Advanced Neural Networks

CNNs, Transformers, GenAI, and RL

CNNs for Computer Vision

The Convolution operation

A Kernel (Filter) slides over the input.
Performs element-wise multiplication and sum.
Produces a Feature Map.

Hyperparameter: Stride

Stride controls how the filter moves:

Stride = 1: Filter moves 1 pixel at a time.
Stride = 2: Filter jumps 2 pixels (downsamples the image).

Higher stride reduces the spatial dimension of the output.

Hyperparameter: Padding

Convolutions shrink the image size. To maintain dimensions, we use Padding.

Valid Padding: No padding (image shrinks).
Same Padding: Zero-padding around edges so Output Size = Input Size.

Calculating Output Dimensions

Given input $W$, filter size $F$, stride $S$, and padding $P$, the output size is:

$$ Output = \lfloor \frac{W - F + 2P}{S} \rfloor + 1 $$

Question

$$ Output = \lfloor \frac{W - F + 2P}{S} \rfloor + 1 $$

Input: 5x5 image
Filter: 3x3
Stride: 1
Padding: 0

Formula: $(5 - 3 + 0)/1 + 1$

Output: 3x3 Feature Map

Pooling Layers

Pooling reduces dimensions to reduce parameters and computation.

Max Pooling: Takes the maximum value in a window (most common).
Average Pooling: Takes the average value.

Pooling provides translation invariance (small shifts don't change the max).

Classic Architecture: VGG16

Uses only 3x3 convolutions stacked on top of each other.
Very deep (16 layers).
Concept: Small filters stacked deeply > One large filter.

The Problem with Depth

Why not just stack 100 layers?

Degradation Problem: As networks get deeper, accuracy gets worse (not just due to overfitting, but optimization difficulties).

Gradients vanish as they travel back through many layers.

Solution: Residual Networks (ResNet)

Introduced Skip Connections (or Shortcut Connections).

The input $x$ is added to the output of the layer: $F(x) + x$.
Allows gradients to flow directly through the network.

Transfer Learning

Rarely in production should you train from scratch.

Take a network trained on a huge dataset (e.g., ImageNet).
Freeze the early layers (feature extractors).
Replace the final classification layer.
Train only the new layer on your small dataset.

Data Augmentation

What if you don't have enough data?

Fabricate it.

Data Augmentation

What if you don't have enough data?

Fabricate it.

Random Rotations
Flips (Horizontal/Vertical)
Color Jitter (Brightness/Contrast)
Zoom/Crop

Makes the model robust to variations.

Sequence Models

Handling Time, Text, and Audio.

The Limitation of Feedforward Networks

Standard networks (MLPs/CNNs) expect a fixed input size.

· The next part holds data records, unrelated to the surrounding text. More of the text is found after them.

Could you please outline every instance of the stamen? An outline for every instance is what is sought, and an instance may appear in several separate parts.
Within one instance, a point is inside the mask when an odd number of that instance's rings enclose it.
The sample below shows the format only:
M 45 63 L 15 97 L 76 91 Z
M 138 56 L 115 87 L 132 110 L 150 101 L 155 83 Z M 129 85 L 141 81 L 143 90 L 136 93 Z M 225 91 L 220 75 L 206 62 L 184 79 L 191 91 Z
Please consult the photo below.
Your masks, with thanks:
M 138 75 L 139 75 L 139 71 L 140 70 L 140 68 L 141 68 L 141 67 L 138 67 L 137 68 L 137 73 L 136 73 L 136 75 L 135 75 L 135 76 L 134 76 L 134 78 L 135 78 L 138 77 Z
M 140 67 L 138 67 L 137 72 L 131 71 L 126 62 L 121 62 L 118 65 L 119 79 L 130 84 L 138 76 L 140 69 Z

But real life is sequential:

Text sentences (variable length)
Audio signals
Stock prices

Recurrent Neural Networks (RNNs)

RNNs process data one step at a time, maintaining an internal Hidden State.

$$ h_t = \tanh(W_x x_t + W_h h_{t-1} + b) $$

The state $h_t$ acts as the "memory" of the network.

Unrolling the RNN

We can visualize an RNN by "unrolling" it across time steps.

Same weights ($W_x, W_h$) are shared across all time steps.
Allows processing of arbitrary sequence lengths.

Problem: Vanishing Gradient in Time

When training via Backpropagation Through Time (BPTT):

Gradients must flow from the last time step to the first.

If the sequence is long, gradients are multiplied many times.
Gradients $\to 0$. The network forgets early inputs.

Solution: LSTM (Long Short-Term Memory)

LSTMs introduce a separate Cell State ($C_t$) that runs straight down the entire chain with only minor linear interactions.

It acts as a conveyor belt for information.

LSTM Gates

LSTMs use gates (sigmoid functions) to control information flow:

Forget Gate: What info to throw away from cell state?
Input Gate: What new info to store in cell state?
Output Gate: What to output based on cell state?

GRU (Gated Recurrent Unit)

A simplified version of LSTM.

Combines Forget and Input gates into an "Update Gate".
Computationally cheaper, often performs just as well.

Applications of Sequence Models

One-to-Many: Image Captioning (Image $\to$ Text)
Many-to-One: Sentiment Analysis (Text $\to$ Rating)
Many-to-Many: Machine Translation (English $\to$ French)

Transformers

Current State-of-the-Art

The Problem with RNNs

Sequential computation: Cannot parallelize training. (Slow!)
Long-term memory: Even LSTMs struggle with very long contexts (e.g., thousands of words).

Question: How can we look at the whole sentence at once?

Attention is All You Need (2017)

Google researchers proposed the Transformer architecture.

Key idea: Throw away recurrence. Use Self-Attention.

"The animal didn't cross the street because it was too wide."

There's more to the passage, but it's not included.